Facebook's Engineering Manager of Mobile, Dave Fetterman, cited scale and subscriber reach as main objectives in bridging the Web and mobile divide as part of Facebook's mobile priorities. While smartphone touch experiences offer one high-end mode to interact and publish contextual status updates, Fetterman said in clear and no uncertain terms "the meaty middle" using lower common denominator modes such as SMS and the mobile Web are as core to Facebook's focus as interactive touch experiences, validating a need for a combined approach using both smartphone check-ins and wireless location services such as those offered by Veriplace. Beyond a need to combine these disparate approaches, I also wonder how much longer will it be before larger social nets such as Facebook develop their own check-in capabilities for touch experiences. A feature is a feature. 

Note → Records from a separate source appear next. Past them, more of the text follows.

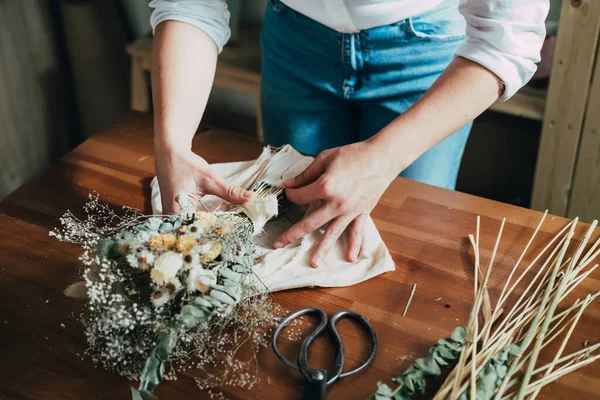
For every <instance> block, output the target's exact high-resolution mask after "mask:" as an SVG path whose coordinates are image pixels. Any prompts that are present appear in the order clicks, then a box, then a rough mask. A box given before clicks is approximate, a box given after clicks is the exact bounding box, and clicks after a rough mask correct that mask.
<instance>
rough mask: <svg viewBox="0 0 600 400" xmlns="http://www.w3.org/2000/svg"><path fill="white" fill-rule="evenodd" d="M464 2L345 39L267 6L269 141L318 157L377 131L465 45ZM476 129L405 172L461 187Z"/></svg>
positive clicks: (265, 86) (399, 111)
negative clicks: (468, 147) (465, 164)
mask: <svg viewBox="0 0 600 400" xmlns="http://www.w3.org/2000/svg"><path fill="white" fill-rule="evenodd" d="M458 1H459V0H447V1H445V2H444V3H443V4H442V5H441V6H440V7H438V8H437V9H436V10H434V11H432V12H429V13H426V14H423V15H419V16H415V17H412V18H408V19H406V20H402V21H399V22H397V23H394V24H391V25H387V26H381V27H375V28H372V29H368V30H364V31H361V32H359V33H352V34H348V33H339V32H337V31H335V30H333V29H330V28H328V27H326V26H324V25H322V24H320V23H318V22H316V21H314V20H312V19H310V18H308V17H306V16H304V15H302V14H300V13H298V12H296V11H294V10H293V9H291V8H289V7H287V6H286V5H285V4H283V3H282V2H281V1H280V0H270V5H269V6H268V7H267V11H266V14H265V20H264V27H263V31H262V34H261V45H262V82H261V109H262V124H263V133H264V138H265V141H266V142H267V143H269V144H272V145H275V146H280V145H283V144H286V143H289V144H291V145H292V146H294V147H295V148H296V149H297V150H299V151H302V152H305V153H308V154H313V155H316V154H318V153H319V152H321V151H322V150H325V149H328V148H332V147H338V146H343V145H347V144H350V143H353V142H357V141H361V140H364V139H367V138H369V137H370V136H373V135H375V134H376V133H377V132H379V130H381V129H382V128H383V127H384V126H386V125H387V124H389V123H390V122H391V121H392V120H394V119H395V118H396V117H398V115H400V114H402V113H403V112H404V111H406V110H407V109H408V108H409V107H410V106H411V105H412V104H413V103H414V102H415V101H417V99H418V98H419V97H421V95H422V94H423V93H424V92H425V91H426V90H427V89H429V87H430V86H431V85H432V84H433V82H434V81H435V80H436V79H437V77H438V76H439V75H440V74H441V73H442V71H443V70H444V69H445V68H446V66H447V65H448V64H449V63H450V61H452V58H453V55H454V51H455V50H456V48H457V47H458V46H459V45H460V44H461V43H462V42H463V40H464V39H465V20H464V18H463V17H462V16H461V15H460V14H459V13H458V8H457V7H458ZM435 117H436V116H435V115H432V116H431V118H435ZM471 125H472V123H469V124H467V125H466V126H464V127H463V128H461V129H460V130H458V131H457V132H455V133H454V134H452V135H451V136H450V137H448V138H446V139H445V140H444V141H442V142H440V143H439V144H437V145H436V146H435V147H433V148H432V149H430V150H429V151H427V152H426V153H424V154H423V155H422V156H421V157H419V158H418V159H417V160H416V161H415V162H414V163H413V164H411V165H410V166H409V167H408V168H407V169H405V170H404V171H403V172H402V173H401V176H403V177H406V178H410V179H414V180H417V181H421V182H425V183H429V184H432V185H436V186H440V187H445V188H449V189H454V187H455V185H456V177H457V175H458V169H459V166H460V160H461V158H462V154H463V151H464V148H465V145H466V142H467V139H468V136H469V131H470V129H471ZM422 134H423V135H427V132H422Z"/></svg>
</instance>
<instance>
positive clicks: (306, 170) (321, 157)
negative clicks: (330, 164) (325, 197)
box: [283, 153, 326, 188]
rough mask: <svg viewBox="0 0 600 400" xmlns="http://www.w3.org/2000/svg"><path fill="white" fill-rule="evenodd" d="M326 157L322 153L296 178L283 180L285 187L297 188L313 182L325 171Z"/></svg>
mask: <svg viewBox="0 0 600 400" xmlns="http://www.w3.org/2000/svg"><path fill="white" fill-rule="evenodd" d="M325 160H326V157H325V156H324V155H323V153H321V154H320V155H319V156H318V157H317V158H315V160H314V161H313V162H312V163H311V164H310V165H309V166H308V167H306V169H305V170H304V171H302V172H301V173H300V174H299V175H297V176H296V177H295V178H292V179H288V180H287V181H285V182H283V187H284V188H297V187H301V186H306V185H308V184H311V183H313V182H314V181H316V180H317V179H319V177H320V176H321V174H322V173H323V171H325V167H326V163H325Z"/></svg>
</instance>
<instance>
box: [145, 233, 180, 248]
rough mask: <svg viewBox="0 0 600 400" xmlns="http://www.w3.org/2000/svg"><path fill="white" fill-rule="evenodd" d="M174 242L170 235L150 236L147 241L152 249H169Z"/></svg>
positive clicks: (169, 234) (172, 238) (173, 237)
mask: <svg viewBox="0 0 600 400" xmlns="http://www.w3.org/2000/svg"><path fill="white" fill-rule="evenodd" d="M176 240H177V239H176V238H175V235H173V234H172V233H163V234H162V235H156V236H152V237H151V238H150V239H148V245H149V246H150V247H151V248H153V249H170V248H172V247H173V245H174V244H175V241H176Z"/></svg>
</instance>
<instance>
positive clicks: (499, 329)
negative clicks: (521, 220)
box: [434, 212, 600, 400]
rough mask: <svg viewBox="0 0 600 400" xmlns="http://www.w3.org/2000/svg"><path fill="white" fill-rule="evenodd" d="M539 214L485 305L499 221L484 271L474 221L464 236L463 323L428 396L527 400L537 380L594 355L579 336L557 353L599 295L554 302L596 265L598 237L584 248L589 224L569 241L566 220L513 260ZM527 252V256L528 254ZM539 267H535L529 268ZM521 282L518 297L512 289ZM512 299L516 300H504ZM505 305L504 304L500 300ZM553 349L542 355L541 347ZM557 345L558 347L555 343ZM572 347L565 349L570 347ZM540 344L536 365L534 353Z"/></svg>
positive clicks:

Bringing Communities Together

Inspiration to write this two-part series theme of Wireless Location in the Cloud and Social Location in the Cloud originate from my own ongoing restless thoughts and validation from a Directions Media Joe Francica interview with O'Reilly's Brady Forrest. In his interview, Brady discussed O'Reilly's historical role bringing together yesteryear disconnects between neogeography and GIS communities. Similar disconnects exist today for both Wireless Location in the Cloud and Social Location in the Cloud approaches to enablement. My hope is the two find common ground in a fraction of the time, and yet another new contextual mobility "feature" wins highlight exposure next year. Spatiotemporal mobility analysis as a service would be hot!

Comments: 1

Julian Bond [ 5 April 2010 08:04 AM]

Please see http://www.google.com/buzz/julian.bond/1NbVjNMe92j/Why-location-is-currently-broken-After-SXSW-were

This is a young(ish) field but I'm terribly frustrated by it at the moment. Here's the bullet list:-
- Desktop browsers that don't support geolocation using the HTML5 API.
- Almost no laptops with GPS or 3G built in.
- Apps that have a mobile UI but no equivalent desktop UI.
- Apps that only work on the iPhone and not other phones that have location support.
- Launching as USA Only.
- Launching using the city paradigm and then only for a small number of cities.
- Apps that default location to off.
- Apps that pay only the most cursory attention to privacy.
- Apps where you can only pick from a fixed list of nearby locations and not add your own or adjust your position.
- Apps that only allow you to check in where you are right here, right now.
- And most of all, Apps that take too many clicks, mouse movements or whatever to check in.
- Not everyone wants to play a game. Some people just want to tell their friends and business colleagues where they are.
- Apps that have an API but no UI. Or a write API but no read API.
- Apps that have location support but have no RSS-Atom feed that contains the location data.
- A lack of integration between systems via (say) RSS/atom.